O impacto das importações só não foi maior neste ano porque o mercado brasileiro está aquecido em 2024. As vendas internas das fabricantes locais, até outubro, segundo dados do Aço Brasil, foram 8,5% maiores. O consumo aparente cresceu 9,7%, ante igual período do ano passado. A análise é que isso ajudou a “absorver” as importações de itens laminados, que subiram 15%, em media, entre aços comuns e produtos zincados no acumulado do ano. No consumo total, a participação de aço estrangeiro ficou em 18,9% (21,3% no caso dos aços planos).

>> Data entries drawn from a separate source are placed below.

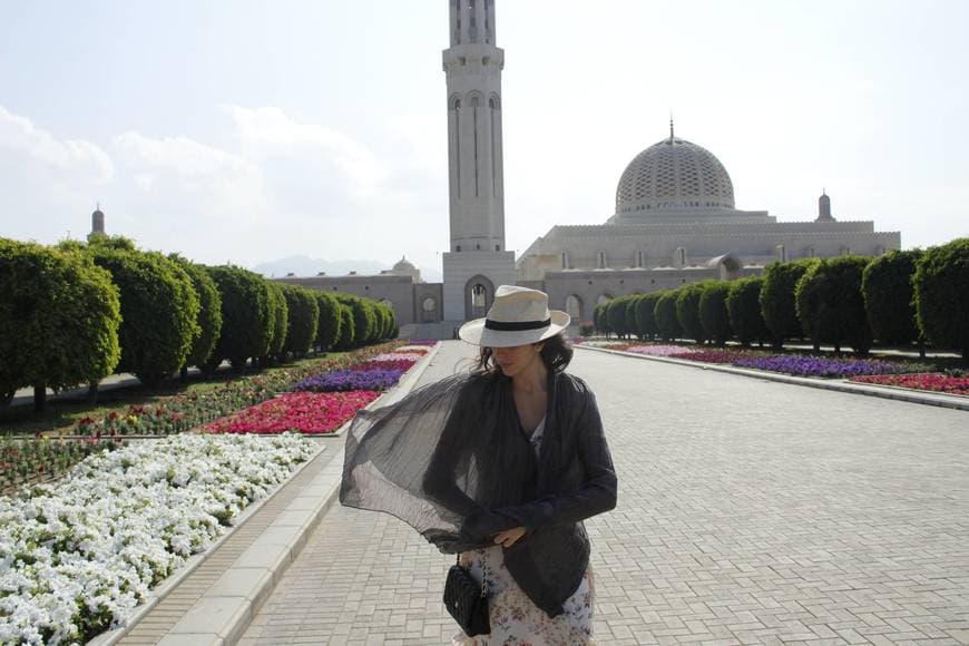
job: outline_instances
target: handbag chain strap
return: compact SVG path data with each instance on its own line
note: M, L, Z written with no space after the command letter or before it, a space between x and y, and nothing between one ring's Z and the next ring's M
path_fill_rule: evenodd
M460 566L461 566L461 552L458 552L458 567L460 567ZM482 599L488 596L488 585L484 583L486 571L487 570L484 568L484 561L481 561L481 598Z

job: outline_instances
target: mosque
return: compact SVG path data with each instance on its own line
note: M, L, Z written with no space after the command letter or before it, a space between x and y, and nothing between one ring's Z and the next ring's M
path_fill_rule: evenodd
M757 275L766 264L801 257L879 255L901 246L898 232L870 221L838 221L831 198L816 218L777 222L742 211L723 164L669 136L637 155L619 177L616 212L601 224L554 226L519 258L505 243L501 70L493 0L449 0L447 76L450 248L443 283L424 283L402 258L378 275L286 277L393 304L402 336L450 337L483 316L495 290L519 284L549 294L576 322L614 296L707 278Z

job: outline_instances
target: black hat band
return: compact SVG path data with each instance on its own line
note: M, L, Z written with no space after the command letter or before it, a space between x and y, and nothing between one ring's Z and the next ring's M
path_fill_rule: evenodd
M541 330L551 325L551 319L545 321L525 321L521 323L507 323L503 321L492 321L484 319L484 327L488 330L497 330L499 332L523 332L526 330Z

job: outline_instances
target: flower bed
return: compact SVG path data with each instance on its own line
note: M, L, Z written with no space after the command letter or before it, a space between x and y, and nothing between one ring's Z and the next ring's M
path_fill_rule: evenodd
M0 498L0 643L84 643L124 625L313 450L290 435L183 434L91 456L29 498Z
M771 355L738 359L733 362L738 368L754 368L771 372L783 372L799 376L855 376L862 374L891 374L903 372L906 366L888 361L867 359L825 359L821 356Z
M76 435L167 435L195 428L242 408L266 401L309 376L343 370L403 345L401 341L361 348L335 359L321 359L297 368L243 376L206 391L163 398L155 405L128 407L100 418L84 418L70 431ZM420 349L427 352L425 349ZM409 359L414 359L410 356ZM418 356L417 359L420 359Z
M413 361L418 362L425 353L421 352L383 352L372 359L372 361Z
M701 363L734 363L742 359L758 359L763 354L746 350L694 350L686 354L671 354L675 359L688 359Z
M626 349L626 352L635 352L636 354L646 354L649 356L678 356L688 359L688 355L698 352L683 345L632 345Z
M401 372L407 372L413 368L415 363L417 361L412 359L398 359L395 361L378 361L371 359L370 361L364 361L359 365L354 365L353 370L400 370Z
M428 348L424 348L423 345L402 345L401 348L394 349L394 352L423 355L423 354L427 354L428 352L430 352L430 350Z
M374 391L290 392L205 427L211 433L332 433L380 397Z
M351 390L384 391L397 385L402 370L337 370L304 379L295 391L339 392Z
M879 374L871 376L855 376L852 378L851 381L969 397L969 376L948 376L938 373Z
M111 449L120 438L84 440L0 438L0 493L61 473L86 457Z

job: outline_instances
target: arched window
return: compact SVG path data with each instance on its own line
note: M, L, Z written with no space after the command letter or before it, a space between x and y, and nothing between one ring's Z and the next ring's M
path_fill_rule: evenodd
M480 319L488 313L488 288L481 283L471 287L471 316Z
M569 294L566 298L566 313L571 316L572 322L578 323L583 320L583 301L575 294Z
M421 302L421 321L431 323L438 320L438 302L431 296Z

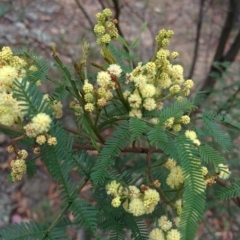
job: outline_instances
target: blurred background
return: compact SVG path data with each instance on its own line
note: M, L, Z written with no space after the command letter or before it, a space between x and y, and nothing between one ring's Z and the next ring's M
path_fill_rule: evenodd
M139 35L142 24L148 23L134 52L139 56L135 64L152 57L159 30L173 30L170 49L179 52L177 60L185 77L196 83L199 94L192 97L199 111L213 109L240 122L239 0L1 0L0 47L26 48L53 65L50 46L55 45L62 61L72 67L80 59L85 39L90 43L89 59L101 62L92 29L95 14L106 7L113 11L119 33L129 43ZM43 91L48 91L47 85ZM233 173L231 182L240 173L240 137L233 130L229 134L234 148L223 154ZM56 183L39 159L35 178L8 184L9 163L14 158L6 154L9 143L0 134L0 227L29 219L51 221L60 205ZM208 210L196 239L240 238L240 201L217 200L220 187L224 186L208 189ZM81 229L71 229L69 234L82 239Z

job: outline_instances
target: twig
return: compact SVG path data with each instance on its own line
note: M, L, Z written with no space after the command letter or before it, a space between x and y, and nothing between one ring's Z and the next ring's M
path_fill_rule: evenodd
M225 182L220 181L219 179L216 179L216 183L222 187L227 187L227 184ZM231 200L240 207L240 197L231 198Z
M86 150L86 151L96 151L96 149L93 146L82 146L78 144L73 144L74 149L79 149L79 150ZM100 149L103 148L103 146L99 146ZM155 148L132 148L132 147L125 147L121 152L132 152L132 153L148 153L151 151L151 153L162 153L162 150L160 149L155 149Z

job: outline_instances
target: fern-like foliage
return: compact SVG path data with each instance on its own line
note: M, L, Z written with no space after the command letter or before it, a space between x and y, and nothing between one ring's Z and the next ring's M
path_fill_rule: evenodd
M240 179L234 182L232 185L227 186L217 192L217 197L222 200L228 200L231 198L240 197Z
M177 137L177 149L185 176L183 210L180 216L181 239L194 239L205 204L205 183L198 151L184 136Z
M218 143L223 149L230 150L232 147L231 139L229 136L221 130L221 128L214 122L214 120L221 121L222 117L208 112L203 114L203 123L209 133L213 136L216 143Z
M37 85L29 82L27 78L23 78L21 82L15 79L13 92L26 117L32 118L41 112L51 115L52 109L49 103L43 99L43 94Z
M91 179L94 185L99 185L104 182L108 176L108 171L113 166L113 158L117 157L121 150L127 146L131 133L129 131L129 122L123 121L121 125L113 132L112 136L105 142L95 166L91 173Z
M146 123L138 118L130 118L129 124L132 141L138 140L147 128Z
M233 122L229 117L222 115L222 114L217 114L214 111L205 111L203 113L203 117L207 117L209 119L211 119L212 121L221 123L221 124L225 124L227 126L231 126L237 130L240 130L240 123L235 123Z
M73 139L67 136L60 125L55 125L50 134L57 138L58 143L55 146L45 146L42 157L48 171L60 185L64 200L72 202L77 198L76 185L69 178L70 171L75 167L72 153L69 152L69 149L72 149Z
M97 228L97 209L86 200L76 199L72 202L70 210L75 217L74 224L95 233Z
M145 117L157 117L160 124L163 124L170 117L181 117L184 112L190 112L195 106L189 99L184 98L182 101L175 101L169 106L165 107L162 111L145 111Z
M161 149L167 156L178 159L178 152L174 145L174 140L170 139L166 133L165 129L160 126L154 126L147 132L147 137L152 146L156 149Z
M98 149L96 135L95 135L92 127L90 126L87 118L84 116L84 114L80 115L78 121L81 124L81 126L83 127L83 129L85 130L85 132L89 135L92 145L95 147L95 149Z
M29 178L33 177L36 172L37 172L37 166L35 164L35 159L37 159L38 157L28 160L26 161L26 166L27 166L27 176Z
M0 132L6 134L11 138L17 138L23 135L23 132L20 129L19 130L13 129L12 127L3 125L1 123L0 123ZM33 143L33 139L23 138L23 139L20 139L19 142L25 146L29 146Z
M50 65L44 58L34 53L29 53L26 49L15 50L14 54L24 56L29 64L37 67L37 71L27 72L27 79L29 82L36 83L39 80L42 81L46 79Z
M148 238L148 230L146 224L141 218L136 218L132 214L126 214L124 218L125 226L131 226L131 239L146 240Z
M199 154L203 161L212 163L215 169L218 169L219 164L227 165L225 158L208 144L199 146Z

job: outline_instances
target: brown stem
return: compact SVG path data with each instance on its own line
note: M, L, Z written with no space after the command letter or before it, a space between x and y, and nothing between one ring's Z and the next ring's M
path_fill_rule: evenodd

Um porcentual que é saudável para a siderurgia do País é de 8% a 10% de produto importado no total de consumo aparente, o que, neste ano, corresponderia a cerca de 2,6 milhões de toneladas, conforme avaliação do executivo da CSN. Na visão de Martinez, somente ações antidumping vão colocar um freio na escalada de importações oriundas da China.
Para Lopes, o sistema cota-tarifa não atingiu o objetivo que era reduzir de maneira substancial a entrada de aço de várias origens, em especial da China, mas interrompeu a escalada das importações. Há ainda quatro pleitos em análise na Secretaria de Comércio Exterior (Secex), entre os quais vergalhão em rolo e perfil estrutural. Até o fim de maio, o programa cota-tarifa não pode sofrer mudança estrutural, mas está aberto a ajustes em casos de desvio de função e fraudes.